In the following, three different approaches to detect executed maintenance actions derived from the longitudinal level in the wavelength range of 3 to 25 m meters are presented. Hereby, the first two algorithms are cross-section based, whereas the third method uses the principle of the cumulative sum of the longitudinal level.
2.1. SEARCH Algorithm
The SEARCH algorithm, first described by Fellinger [
11] and further developed for the aim of this comparison, can be employed to detect unrecorded tamping actions. The decision-making process is based on five conditions, all of which represent possible developments of the standard deviation of the longitudinal level D1. Moreover, the algorithm’s precision can be enhanced by incorporating recorded tamping actions.
Basically, the SEARCH algorithm operates on a cross-sectional basis and can be implemented across the entire line by iterating over each cross-section. For every cross section, a loop is executed, whereby a new measurement point, including its corresponding date, is appended to a temporary data set in each iteration. Subsequently, the five conditions, presented in the following in numerical order, are checked to ascertain whether a tamping action may have occurred. If this is the case, the proposed date of the action is saved. The date is calculated via the mean of the measurement dates before and after the predicted maintenance. Furthermore, all data points before the predicted maintenance are deleted from the temporary data set. In the event that no condition is fulfilled, or the temporary dataset is cleared, a new point is added to said dataset. The loop is continued until the latest measurement is added to the temporary dataset and has been evaluated.
2.1.1. Condition/Rule 1
The application of Rule 1 is limited to cases where the temporary dataset comprises precisely two measurement points. In the event that the second measurement point exhibits a lower quality and a higher value than the first, no action is required, given that it is reasonable to expect a decline in track quality over time. Conversely, if the quality of the initial measurement exceeds the quality of the subsequent measurement by a defined value, a tamping action is identified. The threshold value is set at 0.25 mm, which allows for the reasonable assumption that a significant improvement can be attributed to track work and not to an issue with the data or other influences. Rule 1, like Rules 2–4, is illustrated graphically in
Figure 2.
2.1.2. Condition/Rule 2
Rule 2 is applied to a dataset comprising three to five data points. All data points, with the exception of the final one, are employed in the calculation of a linear regression, which is subsequently utilized to forecast the value of the last point. In the event that the final point exhibits a quality improvement of greater than 0.25 mm relative to the prediction, and the subsequent measurement point also demonstrates a quality enhancement of at least 0.1 mm in comparison to the same prediction, a tamping action is identified in advance of the last point of the provisional dataset. Incorporating the subsequent data point serves to reduce the probability of an outlier being erroneously identified as maintenance work.
2.1.3. Condition/Rule 3
The third rule can only be applied if a tamping action has been identified and the initial two data points of the provisional dataset have not fulfilled any of the specified conditions. The initial data point of the provisional set will be excluded if three conditions are met:
The absolute increase in quality from temporary point 1 to temporary point 2 is greater than the absolute quality increase from the final point in the preceding deterioration branch to temporary point 1.
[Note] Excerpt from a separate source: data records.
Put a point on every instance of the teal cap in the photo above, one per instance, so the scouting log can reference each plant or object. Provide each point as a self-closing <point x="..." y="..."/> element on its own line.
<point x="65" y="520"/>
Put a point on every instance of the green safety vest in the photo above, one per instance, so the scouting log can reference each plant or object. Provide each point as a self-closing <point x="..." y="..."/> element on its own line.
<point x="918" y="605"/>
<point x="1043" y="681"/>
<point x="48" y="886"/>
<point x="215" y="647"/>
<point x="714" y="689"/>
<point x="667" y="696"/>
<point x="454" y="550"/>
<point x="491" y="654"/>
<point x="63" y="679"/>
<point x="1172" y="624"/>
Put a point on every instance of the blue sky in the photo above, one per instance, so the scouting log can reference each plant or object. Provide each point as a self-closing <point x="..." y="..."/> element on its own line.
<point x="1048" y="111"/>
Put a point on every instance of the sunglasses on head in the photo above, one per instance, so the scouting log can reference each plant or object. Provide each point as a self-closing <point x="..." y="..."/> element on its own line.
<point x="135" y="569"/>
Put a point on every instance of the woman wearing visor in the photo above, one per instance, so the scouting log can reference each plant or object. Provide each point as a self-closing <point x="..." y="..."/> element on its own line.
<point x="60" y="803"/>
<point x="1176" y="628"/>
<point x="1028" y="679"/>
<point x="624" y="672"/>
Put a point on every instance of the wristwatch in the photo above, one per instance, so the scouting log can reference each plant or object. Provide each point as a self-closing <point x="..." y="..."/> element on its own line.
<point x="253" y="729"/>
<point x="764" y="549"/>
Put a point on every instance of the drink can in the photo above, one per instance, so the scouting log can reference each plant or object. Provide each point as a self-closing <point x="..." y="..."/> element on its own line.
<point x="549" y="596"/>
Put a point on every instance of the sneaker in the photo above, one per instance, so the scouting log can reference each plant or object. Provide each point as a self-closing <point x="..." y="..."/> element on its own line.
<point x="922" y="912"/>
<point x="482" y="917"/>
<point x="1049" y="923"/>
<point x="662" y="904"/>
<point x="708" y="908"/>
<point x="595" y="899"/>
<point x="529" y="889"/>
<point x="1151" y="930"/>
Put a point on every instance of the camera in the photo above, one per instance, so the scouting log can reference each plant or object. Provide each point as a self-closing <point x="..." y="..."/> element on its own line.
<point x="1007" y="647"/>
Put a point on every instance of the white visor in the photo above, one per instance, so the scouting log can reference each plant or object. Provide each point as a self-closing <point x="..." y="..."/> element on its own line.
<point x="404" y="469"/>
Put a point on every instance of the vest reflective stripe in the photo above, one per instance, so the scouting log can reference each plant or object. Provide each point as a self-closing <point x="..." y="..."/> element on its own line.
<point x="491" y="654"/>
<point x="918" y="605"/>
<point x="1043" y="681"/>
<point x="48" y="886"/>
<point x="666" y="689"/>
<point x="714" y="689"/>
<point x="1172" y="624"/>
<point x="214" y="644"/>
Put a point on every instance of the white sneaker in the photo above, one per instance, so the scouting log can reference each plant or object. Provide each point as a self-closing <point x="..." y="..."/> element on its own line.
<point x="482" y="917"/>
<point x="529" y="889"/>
Temporary point 2 exhibits higher quality than that observed at temporary point 1.
The absolute increase in quality from temporary point 1 to temporary point 2 is greater than 0.05 mm.
Rule 3 is applied in order to eliminate outliers at the beginning of deterioration branches, thereby ensuring stable regressions.
2.1.4. Condition/Rule 4
Rule 4 is similar to Rule 3, as it also demands an already detected tamping and three measurement points in the new temporary dataset. Additionally, three conditions must be met:
The absolute increase in quality from temporary point 2 to temporary point 3 is greater than the absolute quality increase from the final point in the preceding deterioration branch to temporary point 2.
Temporary point 3 is of a higher quality than temporary point 2.
The absolute increase in quality from temporary point 2 to temporary point 3 is greater than 0.05 mm.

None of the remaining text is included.